Obesity and Colorectal Cancer Risk: Impact of the Gut Microbiota and Weight-Loss Diets
Harry J. Flint*, R. John Wallace
Identifiers and Pagination:Year: 2010
First Page: 50
Last Page: 62
Publisher Id: TOOBESJ-2-50
Article History:Received Date: 07/09/2009
Revision Received Date: 23/09/2009
Acceptance Date: 23/09/2009
Electronic publication date: 14/7/2010
Collection year: 2010
open-access license: This is an open access article distributed under the terms of the Creative Commons Attribution 4.0 International Public License (CC-BY 4.0), a copy of which is available at: https://creativecommons.org/licenses/by/4.0/legalcode. This license permits unrestricted use, distribution, and reproduction in any medium, provided the original author and source are credited.

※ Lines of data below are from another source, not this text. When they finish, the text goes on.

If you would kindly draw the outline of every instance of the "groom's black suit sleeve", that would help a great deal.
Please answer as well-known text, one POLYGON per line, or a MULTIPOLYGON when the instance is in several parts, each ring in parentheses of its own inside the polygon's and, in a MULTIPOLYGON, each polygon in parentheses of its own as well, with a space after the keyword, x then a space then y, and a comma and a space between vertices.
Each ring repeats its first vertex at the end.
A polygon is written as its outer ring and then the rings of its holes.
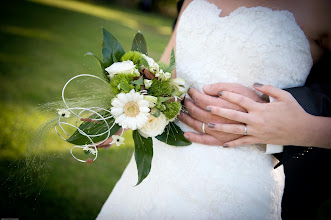
MULTIPOLYGON (((313 66, 303 87, 285 89, 312 115, 331 116, 330 64, 327 52, 313 66)), ((284 152, 275 156, 286 176, 282 218, 331 219, 331 150, 284 146, 284 152)))

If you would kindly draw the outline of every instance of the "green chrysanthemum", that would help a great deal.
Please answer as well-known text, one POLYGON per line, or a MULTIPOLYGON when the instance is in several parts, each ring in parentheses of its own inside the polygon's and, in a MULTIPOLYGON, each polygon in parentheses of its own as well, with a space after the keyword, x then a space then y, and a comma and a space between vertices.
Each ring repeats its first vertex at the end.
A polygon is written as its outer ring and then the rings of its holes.
POLYGON ((118 88, 118 85, 120 83, 127 83, 128 85, 131 84, 133 80, 134 75, 133 74, 116 74, 113 79, 110 81, 110 88, 112 92, 117 95, 121 92, 121 89, 118 88))
POLYGON ((121 61, 126 61, 126 60, 131 60, 134 64, 140 64, 140 57, 141 57, 141 53, 139 53, 138 51, 129 51, 126 52, 122 58, 121 61))
POLYGON ((160 96, 171 96, 173 92, 172 85, 169 82, 161 82, 157 79, 153 79, 153 83, 148 90, 148 94, 160 97, 160 96))
POLYGON ((165 102, 163 104, 166 106, 166 110, 163 111, 163 114, 168 119, 172 119, 178 115, 181 108, 181 104, 179 102, 165 102))

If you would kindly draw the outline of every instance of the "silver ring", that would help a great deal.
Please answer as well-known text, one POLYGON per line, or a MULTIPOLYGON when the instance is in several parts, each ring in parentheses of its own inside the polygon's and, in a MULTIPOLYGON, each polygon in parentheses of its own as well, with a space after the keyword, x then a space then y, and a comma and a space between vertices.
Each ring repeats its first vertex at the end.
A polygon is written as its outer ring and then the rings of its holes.
POLYGON ((206 130, 205 130, 206 124, 204 122, 202 122, 202 133, 206 134, 206 130))
POLYGON ((246 136, 247 135, 247 125, 244 125, 245 126, 245 132, 244 132, 244 135, 246 136))

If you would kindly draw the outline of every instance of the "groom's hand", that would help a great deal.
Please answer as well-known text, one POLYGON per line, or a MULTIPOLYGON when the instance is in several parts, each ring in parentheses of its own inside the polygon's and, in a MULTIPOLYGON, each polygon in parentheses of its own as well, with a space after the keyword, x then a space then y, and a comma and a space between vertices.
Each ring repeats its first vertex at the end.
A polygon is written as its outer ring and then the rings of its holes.
POLYGON ((181 113, 179 119, 192 127, 194 130, 202 133, 202 123, 206 124, 205 131, 206 134, 197 134, 193 132, 186 132, 185 137, 192 142, 201 143, 206 145, 223 145, 224 143, 235 140, 242 135, 229 134, 224 132, 215 131, 209 129, 208 126, 212 126, 212 123, 237 123, 223 117, 212 115, 206 109, 207 106, 219 106, 228 109, 234 109, 237 111, 246 112, 245 109, 241 108, 238 105, 232 104, 224 99, 218 97, 219 92, 221 91, 231 91, 244 95, 251 98, 257 102, 264 102, 256 92, 252 89, 249 89, 241 84, 235 83, 216 83, 212 85, 207 85, 203 87, 205 94, 199 92, 196 89, 189 89, 188 94, 192 98, 192 101, 186 99, 184 106, 188 114, 181 113), (211 124, 210 124, 211 123, 211 124))

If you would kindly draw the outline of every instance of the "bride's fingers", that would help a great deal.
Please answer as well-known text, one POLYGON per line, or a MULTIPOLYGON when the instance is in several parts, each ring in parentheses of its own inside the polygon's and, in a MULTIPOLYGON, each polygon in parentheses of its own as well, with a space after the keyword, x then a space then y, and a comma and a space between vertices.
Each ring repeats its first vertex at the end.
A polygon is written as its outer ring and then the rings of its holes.
POLYGON ((242 145, 248 144, 255 144, 257 143, 256 138, 252 136, 243 136, 233 141, 229 141, 223 144, 223 147, 237 147, 242 145))
POLYGON ((253 101, 250 98, 232 92, 227 92, 227 91, 220 92, 220 97, 245 108, 247 111, 255 109, 259 105, 259 103, 253 101))
MULTIPOLYGON (((221 123, 208 123, 208 128, 215 131, 222 131, 231 134, 245 135, 245 125, 244 124, 221 124, 221 123)), ((246 133, 253 135, 254 132, 246 125, 246 133), (249 133, 248 133, 249 130, 249 133)))
POLYGON ((242 122, 244 124, 248 124, 249 122, 251 122, 249 120, 248 113, 244 113, 232 109, 220 108, 216 106, 207 106, 206 109, 214 115, 218 115, 233 121, 242 122))
POLYGON ((262 92, 263 94, 266 94, 268 96, 271 96, 275 99, 283 99, 291 96, 290 93, 279 89, 277 87, 274 87, 272 85, 263 85, 260 83, 254 83, 254 87, 256 90, 262 92))
POLYGON ((223 143, 209 134, 197 134, 194 132, 185 132, 184 136, 191 142, 204 145, 222 145, 223 143))

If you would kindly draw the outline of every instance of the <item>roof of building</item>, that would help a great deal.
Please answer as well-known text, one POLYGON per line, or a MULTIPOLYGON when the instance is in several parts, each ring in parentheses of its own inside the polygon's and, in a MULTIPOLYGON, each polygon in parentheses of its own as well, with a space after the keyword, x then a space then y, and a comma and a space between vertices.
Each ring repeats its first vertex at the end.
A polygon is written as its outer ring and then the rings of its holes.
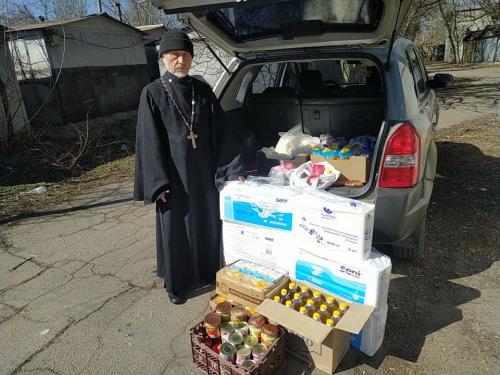
POLYGON ((500 25, 489 25, 482 30, 471 30, 464 36, 464 42, 483 39, 484 36, 491 32, 494 36, 500 35, 500 25))
POLYGON ((156 25, 144 25, 144 26, 136 26, 137 29, 141 31, 151 31, 151 30, 156 30, 156 29, 163 29, 167 30, 166 26, 162 23, 156 24, 156 25))
POLYGON ((69 23, 75 23, 75 22, 81 22, 81 21, 86 21, 91 18, 95 17, 104 17, 109 19, 110 21, 117 22, 125 27, 128 27, 131 30, 134 30, 135 32, 142 33, 141 30, 130 26, 126 23, 120 22, 117 19, 111 17, 107 13, 96 13, 96 14, 89 14, 84 17, 77 17, 77 18, 65 18, 65 19, 60 19, 60 20, 54 20, 54 21, 45 21, 45 22, 37 22, 37 23, 30 23, 30 24, 24 24, 24 25, 17 25, 13 26, 9 29, 10 32, 12 31, 27 31, 27 30, 37 30, 37 29, 45 29, 48 27, 53 27, 53 26, 59 26, 59 25, 67 25, 69 23))

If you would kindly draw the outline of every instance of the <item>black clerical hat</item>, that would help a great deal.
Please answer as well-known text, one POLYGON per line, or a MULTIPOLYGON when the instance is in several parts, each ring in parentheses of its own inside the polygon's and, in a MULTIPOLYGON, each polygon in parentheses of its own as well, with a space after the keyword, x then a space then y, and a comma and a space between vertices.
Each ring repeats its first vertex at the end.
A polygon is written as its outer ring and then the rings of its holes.
POLYGON ((194 56, 193 43, 188 35, 181 30, 169 30, 163 34, 160 42, 160 56, 169 51, 186 51, 194 56))

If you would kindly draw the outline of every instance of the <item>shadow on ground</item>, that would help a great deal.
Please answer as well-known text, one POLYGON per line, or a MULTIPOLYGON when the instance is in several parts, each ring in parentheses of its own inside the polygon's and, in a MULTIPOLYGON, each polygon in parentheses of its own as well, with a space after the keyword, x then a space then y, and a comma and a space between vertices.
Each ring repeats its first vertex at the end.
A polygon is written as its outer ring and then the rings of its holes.
POLYGON ((498 82, 478 81, 470 77, 455 77, 455 84, 449 89, 436 90, 441 110, 464 111, 488 110, 500 102, 498 82))

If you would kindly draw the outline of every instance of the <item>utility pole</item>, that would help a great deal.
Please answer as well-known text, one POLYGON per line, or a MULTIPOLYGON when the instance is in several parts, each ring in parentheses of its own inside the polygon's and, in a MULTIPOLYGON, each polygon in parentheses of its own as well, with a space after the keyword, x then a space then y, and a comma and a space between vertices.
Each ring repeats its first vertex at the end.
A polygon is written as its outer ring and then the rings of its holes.
POLYGON ((99 10, 99 13, 102 13, 102 2, 101 2, 101 0, 97 0, 97 10, 99 10))

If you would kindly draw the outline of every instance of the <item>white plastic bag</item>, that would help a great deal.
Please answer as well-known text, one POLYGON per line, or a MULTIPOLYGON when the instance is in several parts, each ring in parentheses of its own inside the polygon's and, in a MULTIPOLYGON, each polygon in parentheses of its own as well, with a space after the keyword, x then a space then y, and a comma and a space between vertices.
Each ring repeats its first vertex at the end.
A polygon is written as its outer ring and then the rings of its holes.
POLYGON ((282 161, 280 165, 271 168, 268 177, 276 184, 288 186, 290 185, 290 174, 293 170, 294 166, 291 161, 282 161))
POLYGON ((329 188, 340 176, 340 172, 328 162, 313 163, 308 161, 290 173, 290 186, 325 190, 329 188), (317 166, 317 167, 315 167, 317 166), (317 169, 324 169, 319 173, 317 169))
POLYGON ((262 148, 268 159, 289 160, 299 154, 310 154, 314 147, 320 146, 319 138, 304 134, 300 124, 279 135, 280 139, 275 148, 262 148))

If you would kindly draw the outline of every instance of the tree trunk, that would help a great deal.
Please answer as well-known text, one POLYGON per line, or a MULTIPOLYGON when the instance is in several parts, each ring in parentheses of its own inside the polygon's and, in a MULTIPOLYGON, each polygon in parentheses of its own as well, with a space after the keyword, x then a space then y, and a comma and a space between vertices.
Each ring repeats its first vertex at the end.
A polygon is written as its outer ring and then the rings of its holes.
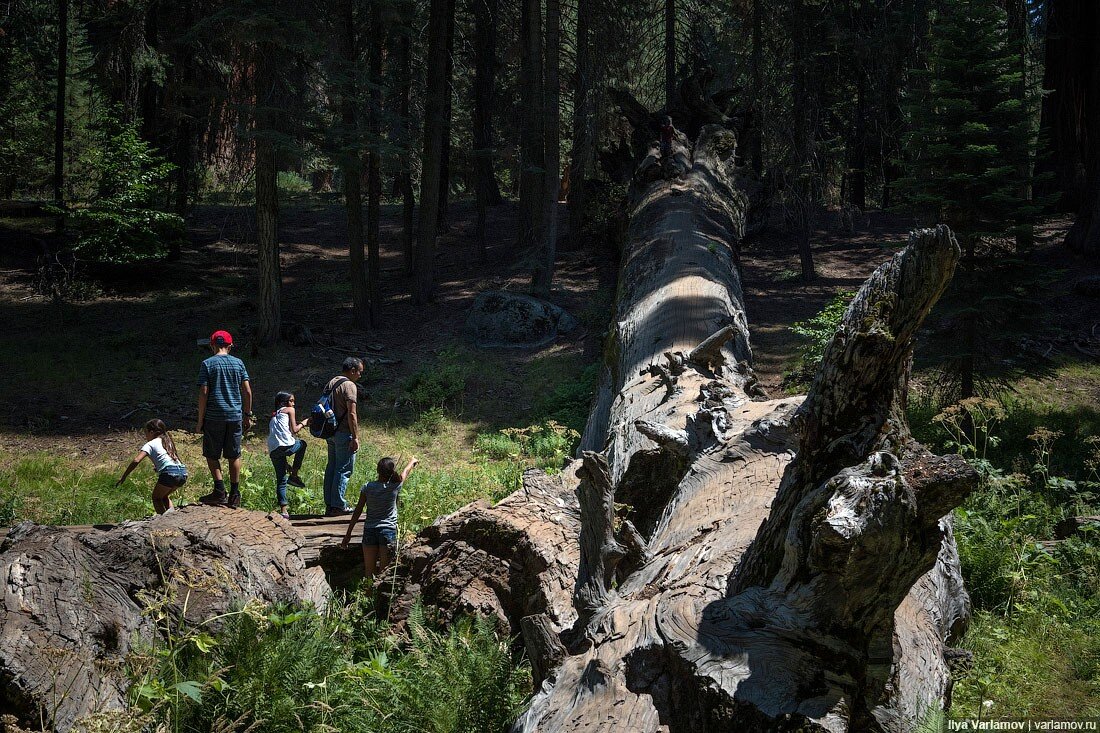
POLYGON ((1095 89, 1094 43, 1100 8, 1093 0, 1051 0, 1046 3, 1047 35, 1040 128, 1049 140, 1050 154, 1041 171, 1054 174, 1046 190, 1060 193, 1064 211, 1076 211, 1084 202, 1086 163, 1090 147, 1096 147, 1082 121, 1089 88, 1095 89))
POLYGON ((398 187, 401 189, 401 252, 405 259, 405 274, 413 274, 416 260, 413 250, 416 227, 416 194, 412 184, 412 118, 409 115, 409 97, 412 87, 412 41, 408 32, 402 32, 397 39, 397 119, 400 125, 398 145, 400 146, 400 170, 398 187))
POLYGON ((501 203, 493 172, 493 99, 496 96, 499 0, 473 0, 474 8, 474 190, 486 206, 501 203))
POLYGON ((856 120, 849 147, 848 203, 859 213, 867 209, 867 78, 856 69, 856 120))
POLYGON ((379 288, 379 271, 382 267, 378 254, 379 219, 382 216, 382 4, 370 6, 370 43, 367 47, 367 82, 370 85, 367 103, 367 139, 370 143, 367 158, 367 292, 370 296, 371 326, 379 323, 382 293, 379 288))
POLYGON ((526 248, 542 238, 546 180, 543 142, 542 3, 520 0, 520 180, 519 241, 526 248))
POLYGON ((764 95, 764 0, 752 0, 752 124, 749 126, 749 159, 756 175, 764 173, 764 129, 761 100, 764 95))
POLYGON ((344 0, 341 8, 341 24, 344 26, 344 64, 340 70, 343 87, 340 101, 340 121, 344 139, 341 141, 341 164, 344 169, 344 206, 348 218, 348 262, 351 279, 351 320, 359 328, 372 325, 371 291, 368 286, 368 268, 363 250, 363 176, 362 146, 359 137, 359 31, 355 13, 355 0, 344 0))
POLYGON ((583 460, 525 474, 410 550, 396 608, 420 592, 445 615, 490 608, 536 669, 557 666, 515 731, 900 733, 949 695, 944 642, 967 598, 944 516, 975 476, 912 441, 904 400, 958 246, 945 228, 912 235, 856 296, 809 395, 764 399, 734 149, 708 126, 674 144, 671 185, 655 144, 636 172, 583 460))
POLYGON ((577 85, 573 93, 573 151, 569 160, 569 239, 572 249, 584 245, 588 189, 585 177, 592 158, 592 3, 577 0, 577 85))
POLYGON ((256 342, 263 345, 279 340, 282 328, 281 291, 283 274, 279 264, 279 189, 275 131, 278 119, 275 98, 276 49, 261 44, 257 49, 256 74, 256 261, 260 275, 259 324, 256 342))
POLYGON ((57 1, 57 96, 53 123, 53 200, 65 201, 65 82, 69 76, 69 0, 57 1))
POLYGON ((443 64, 443 147, 439 153, 439 204, 436 214, 436 231, 447 231, 447 204, 451 194, 451 117, 454 104, 454 45, 455 45, 455 0, 447 5, 446 51, 443 64))
POLYGON ((1076 30, 1089 39, 1080 49, 1083 62, 1077 69, 1081 117, 1078 122, 1080 154, 1085 168, 1085 184, 1077 218, 1066 234, 1066 246, 1074 252, 1095 255, 1100 252, 1100 7, 1081 3, 1076 30))
POLYGON ((117 527, 14 527, 0 541, 0 710, 34 730, 42 710, 62 733, 125 710, 128 655, 167 630, 149 601, 192 625, 252 598, 323 607, 331 590, 303 549, 276 515, 201 504, 117 527))
POLYGON ((546 95, 544 111, 546 113, 543 151, 546 160, 546 178, 543 189, 542 242, 540 252, 535 257, 534 272, 531 275, 531 287, 536 293, 548 295, 554 281, 554 258, 558 246, 558 190, 561 186, 561 142, 559 132, 559 87, 558 71, 561 48, 559 33, 561 29, 561 6, 558 0, 546 0, 546 95))
POLYGON ((424 99, 424 155, 420 174, 420 225, 416 240, 416 283, 413 300, 418 305, 431 302, 435 291, 435 236, 439 215, 439 188, 442 175, 443 134, 446 129, 444 95, 447 80, 433 70, 447 64, 447 19, 453 7, 449 0, 432 0, 428 17, 428 83, 424 99))

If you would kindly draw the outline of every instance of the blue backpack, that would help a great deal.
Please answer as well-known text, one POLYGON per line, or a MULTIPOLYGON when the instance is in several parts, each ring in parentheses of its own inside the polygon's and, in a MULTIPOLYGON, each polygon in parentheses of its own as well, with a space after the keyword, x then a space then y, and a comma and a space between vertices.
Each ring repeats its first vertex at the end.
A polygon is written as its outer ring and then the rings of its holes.
POLYGON ((336 435, 336 426, 340 421, 332 409, 332 393, 346 381, 347 377, 341 377, 331 387, 326 388, 321 393, 321 399, 309 411, 309 434, 314 438, 331 438, 336 435))

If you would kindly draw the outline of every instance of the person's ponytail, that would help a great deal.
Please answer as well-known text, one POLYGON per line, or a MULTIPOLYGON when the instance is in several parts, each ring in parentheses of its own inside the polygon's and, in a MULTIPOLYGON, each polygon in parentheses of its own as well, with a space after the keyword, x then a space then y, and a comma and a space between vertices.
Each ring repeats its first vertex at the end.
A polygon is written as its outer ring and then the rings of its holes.
POLYGON ((160 438, 160 444, 164 446, 164 452, 171 456, 173 461, 179 463, 180 457, 176 454, 176 442, 172 440, 172 434, 168 432, 168 426, 164 424, 164 421, 153 418, 145 423, 145 429, 160 438))

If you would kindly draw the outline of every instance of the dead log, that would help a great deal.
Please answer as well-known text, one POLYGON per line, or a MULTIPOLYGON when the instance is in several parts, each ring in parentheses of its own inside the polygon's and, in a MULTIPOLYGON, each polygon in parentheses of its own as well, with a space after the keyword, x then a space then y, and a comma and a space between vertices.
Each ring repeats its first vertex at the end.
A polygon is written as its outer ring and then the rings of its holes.
POLYGON ((150 601, 196 624, 236 600, 329 595, 273 514, 188 506, 115 527, 24 523, 0 544, 0 714, 68 731, 126 706, 126 656, 159 633, 150 601))
MULTIPOLYGON (((575 579, 576 616, 549 619, 568 656, 546 669, 547 619, 525 636, 545 682, 517 733, 900 732, 949 699, 945 645, 968 598, 945 516, 975 476, 914 443, 904 407, 913 336, 958 246, 944 228, 914 233, 860 290, 807 397, 762 399, 736 267, 747 199, 734 147, 706 127, 681 174, 635 178, 588 452, 563 472, 580 474, 580 503, 562 485, 493 515, 521 530, 512 566, 548 543, 582 548, 556 569, 557 582, 575 579), (633 537, 612 530, 612 487, 633 537), (549 512, 569 521, 526 519, 549 512)), ((471 511, 494 509, 440 526, 471 511)), ((455 572, 456 548, 481 552, 480 538, 451 534, 449 547, 422 540, 413 576, 463 598, 463 582, 485 581, 455 572)), ((522 596, 497 582, 498 598, 522 596)))

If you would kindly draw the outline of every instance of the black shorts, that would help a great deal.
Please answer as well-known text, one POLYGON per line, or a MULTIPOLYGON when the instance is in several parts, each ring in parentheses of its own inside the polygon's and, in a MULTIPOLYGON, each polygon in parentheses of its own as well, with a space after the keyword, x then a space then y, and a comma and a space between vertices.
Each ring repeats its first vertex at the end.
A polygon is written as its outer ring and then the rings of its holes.
POLYGON ((202 455, 204 458, 233 460, 241 455, 241 423, 224 420, 204 420, 202 423, 202 455))

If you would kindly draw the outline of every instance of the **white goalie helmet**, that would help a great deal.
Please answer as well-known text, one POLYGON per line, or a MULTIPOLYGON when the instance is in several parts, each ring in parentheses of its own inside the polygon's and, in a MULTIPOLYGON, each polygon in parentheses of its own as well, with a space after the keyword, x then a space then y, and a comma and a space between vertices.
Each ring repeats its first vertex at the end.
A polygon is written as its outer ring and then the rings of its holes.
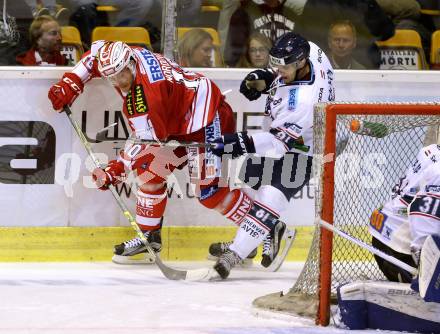
POLYGON ((107 42, 98 52, 98 71, 105 78, 111 78, 130 66, 134 73, 133 50, 123 42, 107 42))

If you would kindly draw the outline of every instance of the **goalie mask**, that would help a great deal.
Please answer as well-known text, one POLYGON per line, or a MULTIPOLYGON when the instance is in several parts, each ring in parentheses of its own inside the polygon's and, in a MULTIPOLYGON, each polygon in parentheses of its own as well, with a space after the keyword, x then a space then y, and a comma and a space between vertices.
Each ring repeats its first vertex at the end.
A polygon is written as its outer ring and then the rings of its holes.
POLYGON ((105 43, 98 52, 98 71, 101 76, 117 84, 118 74, 129 68, 133 78, 136 76, 136 61, 133 50, 123 42, 105 43))
POLYGON ((288 32, 278 38, 270 49, 269 63, 283 78, 283 73, 289 72, 284 79, 291 82, 295 79, 296 71, 304 67, 309 55, 309 42, 298 34, 288 32))

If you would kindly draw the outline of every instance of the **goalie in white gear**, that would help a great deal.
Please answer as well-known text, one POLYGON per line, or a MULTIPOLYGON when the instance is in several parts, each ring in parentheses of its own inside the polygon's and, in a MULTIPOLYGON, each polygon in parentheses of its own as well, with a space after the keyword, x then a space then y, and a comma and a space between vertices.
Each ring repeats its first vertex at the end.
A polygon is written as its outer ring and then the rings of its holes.
POLYGON ((271 69, 249 73, 240 86, 249 100, 267 94, 266 131, 252 136, 246 132, 225 134, 216 140, 219 147, 213 150, 232 158, 257 155, 245 166, 245 182, 258 180, 252 185, 258 190, 255 201, 234 241, 214 265, 222 277, 265 239, 262 264, 268 266, 277 255, 287 233, 280 213, 311 176, 313 106, 334 100, 332 66, 324 52, 302 36, 292 32, 281 36, 270 50, 270 65, 271 69))
MULTIPOLYGON (((413 267, 418 265, 418 254, 426 237, 431 234, 440 234, 440 223, 436 224, 433 216, 428 216, 421 211, 429 211, 428 204, 435 205, 437 201, 430 195, 419 193, 423 191, 427 178, 431 177, 433 171, 439 169, 439 146, 434 144, 422 148, 405 176, 394 187, 391 200, 371 215, 369 230, 374 247, 413 267), (418 194, 417 197, 416 194, 418 194), (434 222, 432 222, 433 219, 434 222)), ((440 187, 440 183, 437 187, 440 187)), ((432 183, 432 189, 434 188, 435 185, 432 183)), ((378 256, 375 258, 388 280, 411 282, 410 273, 378 256)))
POLYGON ((370 232, 373 246, 418 267, 418 275, 375 255, 391 282, 340 286, 344 326, 440 333, 440 146, 420 150, 392 199, 371 216, 370 232))

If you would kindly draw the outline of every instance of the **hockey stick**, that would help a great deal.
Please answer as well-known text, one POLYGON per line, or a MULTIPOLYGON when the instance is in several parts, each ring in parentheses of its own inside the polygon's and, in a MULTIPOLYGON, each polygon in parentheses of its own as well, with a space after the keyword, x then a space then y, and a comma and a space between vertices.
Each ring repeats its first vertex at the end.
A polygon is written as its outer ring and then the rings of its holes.
MULTIPOLYGON (((79 124, 73 119, 72 111, 70 110, 70 108, 68 106, 65 106, 63 108, 63 111, 66 113, 67 117, 69 118, 70 123, 75 129, 75 132, 77 133, 88 155, 92 158, 94 165, 97 168, 101 168, 101 164, 98 158, 96 157, 96 155, 93 153, 92 147, 90 146, 89 142, 84 136, 84 133, 82 132, 79 124)), ((136 235, 142 240, 142 243, 147 248, 147 251, 150 253, 152 258, 154 258, 155 263, 157 264, 160 271, 163 273, 163 275, 166 278, 170 280, 212 280, 218 278, 218 274, 213 268, 178 270, 165 265, 160 259, 159 254, 156 254, 151 248, 150 243, 148 242, 148 240, 145 238, 145 235, 140 230, 139 226, 136 223, 136 220, 128 210, 127 205, 123 202, 122 198, 119 196, 118 192, 116 191, 116 188, 113 185, 110 185, 109 190, 112 193, 113 197, 115 198, 116 202, 118 203, 118 206, 121 209, 122 213, 124 214, 125 218, 127 218, 130 225, 135 230, 136 235)))
MULTIPOLYGON (((106 126, 105 128, 102 128, 101 130, 99 130, 96 133, 96 137, 95 140, 96 142, 103 142, 106 141, 107 138, 107 131, 116 126, 118 123, 113 123, 110 124, 109 126, 106 126)), ((211 144, 211 143, 197 143, 197 142, 179 142, 177 140, 170 140, 170 141, 160 141, 160 140, 154 140, 154 139, 140 139, 140 138, 136 138, 136 139, 118 139, 118 140, 114 140, 112 139, 111 141, 126 141, 126 140, 130 140, 133 144, 152 144, 152 145, 159 145, 159 146, 167 146, 167 147, 219 147, 219 145, 221 144, 211 144)))
POLYGON ((333 226, 332 224, 327 223, 326 221, 322 220, 321 218, 316 218, 318 220, 318 224, 321 225, 322 227, 324 227, 325 229, 332 231, 333 233, 336 233, 337 235, 339 235, 340 237, 347 239, 348 241, 351 241, 353 243, 355 243, 356 245, 358 245, 359 247, 366 249, 367 251, 381 257, 382 259, 396 265, 397 267, 408 271, 409 273, 411 273, 413 276, 416 276, 418 273, 417 268, 414 268, 408 264, 406 264, 403 261, 400 261, 399 259, 396 259, 394 256, 388 255, 384 252, 382 252, 381 250, 368 245, 367 243, 356 239, 354 237, 352 237, 351 235, 345 233, 344 231, 341 231, 339 229, 337 229, 335 226, 333 226))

The link between obesity and colorectal cancer risk in man is well established. This review investigates the role that the intestinal microbial population plays in this link and the impact of weight-loss diets on colorectal cancer risk. Changes in the composition of the intestinal bacterial community have been implicated in contributing to obesity. The robustness of these claims is analysed here, along with the role of bacterial metabolism in colon cancer risk. Weight-loss diets, low in carbohydrate and high in protein and fat, present an additional hazard to individuals struggling with obesity. Intestinal bacteria ferment carbohydrates to products that are generally regarded as being beneficial to health and protective against cancer. Some commensal species also appear to suppress inflammation. On the other hand, when carbohydrate limits the growth of intestinal bacteria, protein is broken down and the amino acids released are fermented to products that are inflammatory and possibly carcinogenic. We advocate the inclusion of non-digestible but fermentable carbohydrate in weight-loss diets to avoid these problems. High-fat diets enhance the escape of fats to reach the intestine, the implications of which are not fully understood. Even more fat reaches the intestine when dietary lipase inhibitors or fat-absorbing non-digestible dietary additives are used. Consequences for gut health of the increased fat concentration in the intestine seem to vary between individuals, the possible reasons for which are discussed here.